As the coronavirus pandemic increases its hold in Ohio, health systems serving Champaign County are offering virtual visits and telehealth to patients.
The Ohio Department of Health statistics reported 1,137 confirmed COVID-19 cases in Friday’s daily report, but Gov. Mike DeWine commented on his social media page this “case data is believed to be low.” Testing continues to lag the demand for it as of Friday.
The overall number falls well short of all of the cases in Ohio because the state is limiting testing to those who are hospitalized and to health care workers. As of Friday evening, Champaign County still had 2 confirmed cases.
The ages of those who have died range from 58 to 93, said Dr. Amy Acton, the state’s health director. So far, at least 19 deaths in the state have been linked to the outbreak. Four of those who have died were residents of two nursing homes where there was an outbreak in Miami County, the local health department said Friday.
DeWine said Ohio has only two weeks before it will be slammed by a surge of coronavirus cases, and it’s critical now that the state add many more hospital beds.
New projections from the Cleveland Clinic suggest Ohio will be hit hard by a surge of cases in two weeks, and the peak of those could come in mid-May, DeWine said.
The focus now, he said, is to increase the number of hospital beds and equipment available.
Ohio could see up to 10,000 new COVID-19 cases per day at the peak and require two or three times the number of hospital beds that are normally available, DeWine said.
“I don’t want anyone to be alarmed, but I also want everyone to understand what we face,” he said.
Among the options being considered for extra space are college dormitories, hotels and shuttered medical buildings.
“We’re going to really need to accelerate this,” DeWine said.
For patients in Champaign County
In Champaign County, Mercy Health and Memorial Health announced additional ways for their patients to access care during a time of social distancing and a scarcity of personal protective equipment (PPE) due to the COVID-19 spread.
Mercy Health has offered Evisits through MyChart for established patients for some time and now is expanding that option to established patients across the Bon Secours Mercy Health footprint. Through a MyChart Evisit, patients can receive an online diagnosis and treatment plan for non-urgent conditions. With the aid of a questionnaire, patients detail their symptoms and concerns. Once their Mercy Health Physicians or Bon Secours Medical Group provider reviews this information alongside their medical history, the patient will receive a message with the recommended treatment plan. No online video or chats are necessary. (See more about Mercy’s updated services in today’s edition.)
Memorial Health, based in Marysville, has announced it will begin offering telehealth services to existing patients of Memorial Medical Group practices including Urbana’s Memorial Primary Care and specialty practices. Telehealth services will be available as either virtual visits via a phone call with a provider or video visits with a provider via two-way video chat (the patient will need a device with a camera and microphone). When patients call their provider’s office, the practice staff will discuss telehealth and in-office options with each patient, and provide next steps and directions for telehealth.

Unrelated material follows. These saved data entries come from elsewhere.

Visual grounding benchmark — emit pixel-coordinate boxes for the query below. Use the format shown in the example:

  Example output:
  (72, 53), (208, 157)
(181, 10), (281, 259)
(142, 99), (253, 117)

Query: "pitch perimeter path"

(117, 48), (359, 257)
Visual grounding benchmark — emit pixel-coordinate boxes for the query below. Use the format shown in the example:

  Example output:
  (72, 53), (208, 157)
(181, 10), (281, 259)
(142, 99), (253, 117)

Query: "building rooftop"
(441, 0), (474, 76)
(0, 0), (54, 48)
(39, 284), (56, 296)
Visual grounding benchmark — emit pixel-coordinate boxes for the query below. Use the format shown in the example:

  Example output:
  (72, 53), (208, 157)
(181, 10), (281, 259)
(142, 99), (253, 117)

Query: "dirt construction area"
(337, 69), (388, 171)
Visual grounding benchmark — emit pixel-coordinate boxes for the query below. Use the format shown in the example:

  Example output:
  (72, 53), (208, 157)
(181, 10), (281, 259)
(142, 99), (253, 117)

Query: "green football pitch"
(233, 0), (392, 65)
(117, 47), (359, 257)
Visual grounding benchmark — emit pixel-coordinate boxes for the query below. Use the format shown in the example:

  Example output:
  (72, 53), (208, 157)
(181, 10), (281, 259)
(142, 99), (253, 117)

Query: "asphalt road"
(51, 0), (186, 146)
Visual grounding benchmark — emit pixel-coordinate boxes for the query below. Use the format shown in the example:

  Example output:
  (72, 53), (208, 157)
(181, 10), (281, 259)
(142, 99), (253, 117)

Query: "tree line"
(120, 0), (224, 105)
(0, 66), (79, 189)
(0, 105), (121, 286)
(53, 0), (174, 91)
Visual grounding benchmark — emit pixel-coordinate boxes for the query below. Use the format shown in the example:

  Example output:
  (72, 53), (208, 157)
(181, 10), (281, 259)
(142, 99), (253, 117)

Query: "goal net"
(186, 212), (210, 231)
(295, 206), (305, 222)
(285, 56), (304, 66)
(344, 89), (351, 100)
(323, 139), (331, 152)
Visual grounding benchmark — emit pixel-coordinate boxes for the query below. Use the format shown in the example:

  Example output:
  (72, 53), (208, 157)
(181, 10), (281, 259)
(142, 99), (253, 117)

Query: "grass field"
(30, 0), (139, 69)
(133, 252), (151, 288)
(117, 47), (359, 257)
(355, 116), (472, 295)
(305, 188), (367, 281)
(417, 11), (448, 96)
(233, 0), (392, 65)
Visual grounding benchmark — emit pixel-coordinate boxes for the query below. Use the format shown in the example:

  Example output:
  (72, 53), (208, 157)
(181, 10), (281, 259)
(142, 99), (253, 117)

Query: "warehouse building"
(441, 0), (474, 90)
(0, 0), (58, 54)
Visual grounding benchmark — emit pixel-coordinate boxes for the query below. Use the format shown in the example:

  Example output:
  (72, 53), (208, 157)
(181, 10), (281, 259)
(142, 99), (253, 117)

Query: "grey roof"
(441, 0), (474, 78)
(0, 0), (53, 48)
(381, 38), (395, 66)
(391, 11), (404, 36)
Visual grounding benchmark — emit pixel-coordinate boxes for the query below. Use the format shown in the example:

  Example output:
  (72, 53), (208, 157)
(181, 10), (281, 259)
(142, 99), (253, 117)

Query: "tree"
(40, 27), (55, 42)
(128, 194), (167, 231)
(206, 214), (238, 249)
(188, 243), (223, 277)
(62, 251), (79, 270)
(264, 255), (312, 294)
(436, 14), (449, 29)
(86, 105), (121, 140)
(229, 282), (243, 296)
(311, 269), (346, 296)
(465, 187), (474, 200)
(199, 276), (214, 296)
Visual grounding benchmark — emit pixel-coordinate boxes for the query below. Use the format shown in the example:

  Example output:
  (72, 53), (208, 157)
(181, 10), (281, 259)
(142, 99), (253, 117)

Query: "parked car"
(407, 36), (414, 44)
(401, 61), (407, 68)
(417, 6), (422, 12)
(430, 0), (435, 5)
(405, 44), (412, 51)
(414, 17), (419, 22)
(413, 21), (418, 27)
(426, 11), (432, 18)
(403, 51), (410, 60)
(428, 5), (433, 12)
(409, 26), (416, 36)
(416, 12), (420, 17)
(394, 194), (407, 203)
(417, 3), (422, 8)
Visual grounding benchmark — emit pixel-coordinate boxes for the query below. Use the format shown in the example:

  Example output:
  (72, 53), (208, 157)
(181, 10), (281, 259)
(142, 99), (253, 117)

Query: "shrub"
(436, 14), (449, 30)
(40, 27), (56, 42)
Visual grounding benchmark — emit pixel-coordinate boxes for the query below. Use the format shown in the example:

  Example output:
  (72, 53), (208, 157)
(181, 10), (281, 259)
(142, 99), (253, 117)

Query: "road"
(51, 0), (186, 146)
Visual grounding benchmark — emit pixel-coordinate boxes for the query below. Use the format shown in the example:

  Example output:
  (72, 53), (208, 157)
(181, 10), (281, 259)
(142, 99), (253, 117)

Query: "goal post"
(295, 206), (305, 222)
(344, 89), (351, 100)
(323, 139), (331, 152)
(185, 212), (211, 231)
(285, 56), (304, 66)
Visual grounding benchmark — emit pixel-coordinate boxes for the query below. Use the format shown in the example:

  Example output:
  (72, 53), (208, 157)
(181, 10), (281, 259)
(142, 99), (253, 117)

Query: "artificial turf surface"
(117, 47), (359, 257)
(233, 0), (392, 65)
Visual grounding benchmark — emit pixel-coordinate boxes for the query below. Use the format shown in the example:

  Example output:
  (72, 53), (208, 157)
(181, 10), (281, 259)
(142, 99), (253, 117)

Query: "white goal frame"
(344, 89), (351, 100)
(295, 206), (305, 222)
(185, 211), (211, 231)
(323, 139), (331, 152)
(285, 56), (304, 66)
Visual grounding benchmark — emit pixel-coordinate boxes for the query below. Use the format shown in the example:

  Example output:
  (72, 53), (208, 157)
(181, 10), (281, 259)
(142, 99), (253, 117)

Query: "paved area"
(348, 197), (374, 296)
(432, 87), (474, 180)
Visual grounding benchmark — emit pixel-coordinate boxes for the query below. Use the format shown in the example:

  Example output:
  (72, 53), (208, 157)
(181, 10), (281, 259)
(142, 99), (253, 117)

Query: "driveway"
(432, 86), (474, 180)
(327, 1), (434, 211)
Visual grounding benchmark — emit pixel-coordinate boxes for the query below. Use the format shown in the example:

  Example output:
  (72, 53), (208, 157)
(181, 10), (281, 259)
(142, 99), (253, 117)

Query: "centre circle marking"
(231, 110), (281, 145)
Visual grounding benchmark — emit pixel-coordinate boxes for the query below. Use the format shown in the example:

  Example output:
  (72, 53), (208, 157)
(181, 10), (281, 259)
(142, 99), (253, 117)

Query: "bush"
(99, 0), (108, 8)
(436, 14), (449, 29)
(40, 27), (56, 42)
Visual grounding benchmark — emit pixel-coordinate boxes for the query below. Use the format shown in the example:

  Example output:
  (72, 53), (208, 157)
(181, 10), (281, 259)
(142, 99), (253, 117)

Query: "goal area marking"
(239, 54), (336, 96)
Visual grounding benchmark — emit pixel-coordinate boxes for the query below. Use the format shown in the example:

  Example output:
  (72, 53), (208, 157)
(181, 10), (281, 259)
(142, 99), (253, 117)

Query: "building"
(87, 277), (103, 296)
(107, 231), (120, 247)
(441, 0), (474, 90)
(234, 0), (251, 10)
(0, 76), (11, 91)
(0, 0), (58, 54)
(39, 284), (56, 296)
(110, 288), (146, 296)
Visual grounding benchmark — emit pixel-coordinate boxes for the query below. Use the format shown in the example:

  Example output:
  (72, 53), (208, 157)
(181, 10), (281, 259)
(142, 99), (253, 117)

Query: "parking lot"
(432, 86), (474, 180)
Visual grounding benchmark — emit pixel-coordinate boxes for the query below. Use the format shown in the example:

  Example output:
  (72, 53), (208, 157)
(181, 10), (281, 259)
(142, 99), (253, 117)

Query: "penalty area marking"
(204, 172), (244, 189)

Ohio has set a new, almost exclusively mail-in primary election for April 28 due to the coronavirus, ignoring the timing recommendations of the state elections chief and some voting-rights groups.
Republican Gov. Mike DeWine signed a sweeping relief bill containing the change Friday, though he also had advocated for a different outcome.
Under the new scenario, the standard in-person primary is off and registered voters who haven’t yet cast a ballot will need to apply for an absentee ballot to vote. They can do that by printing an application form off the internet, calling their county elections board to request one or writing the necessary information on a piece of paper. Requests must be received at the board by noon on April 25, except in cases of unforeseen hospitalizations.
Once a ballot is received and completed, it must be postmarked by April 27, or it can be directly delivered to the voter’s county election board on Election Day. Only those voters with disabilities or those without home mailing addresses will be allowed to vote in person April 28. (See specific information from Champaign County’s board of elections in today’s edition.)
Other developments at the state level
DeWine signed legislation that eliminates mandatory state testing for schools this year and extends the deadline for filing state income taxes to July 15.
It also keeps in place the current school voucher program known as EdChoice, which helps fund private school tuition for students from poor-performing districts. Before the outbreak, lawmakers had been considering changing the number of qualifying districts.
DeWine postponed next week’s State of the State address, citing the need to maintain social distancing, and said it will be rescheduled after the state of emergency is over.
Bringing together lawmakers and other state officials would go against the administration’s message of minimizing contact with others, said the governor and Republican leaders in the House and Senate.
DeWine already announced freezes on state-government hiring and new contract services. He also told cabinet members to look for immediate budget cuts of up to 20%.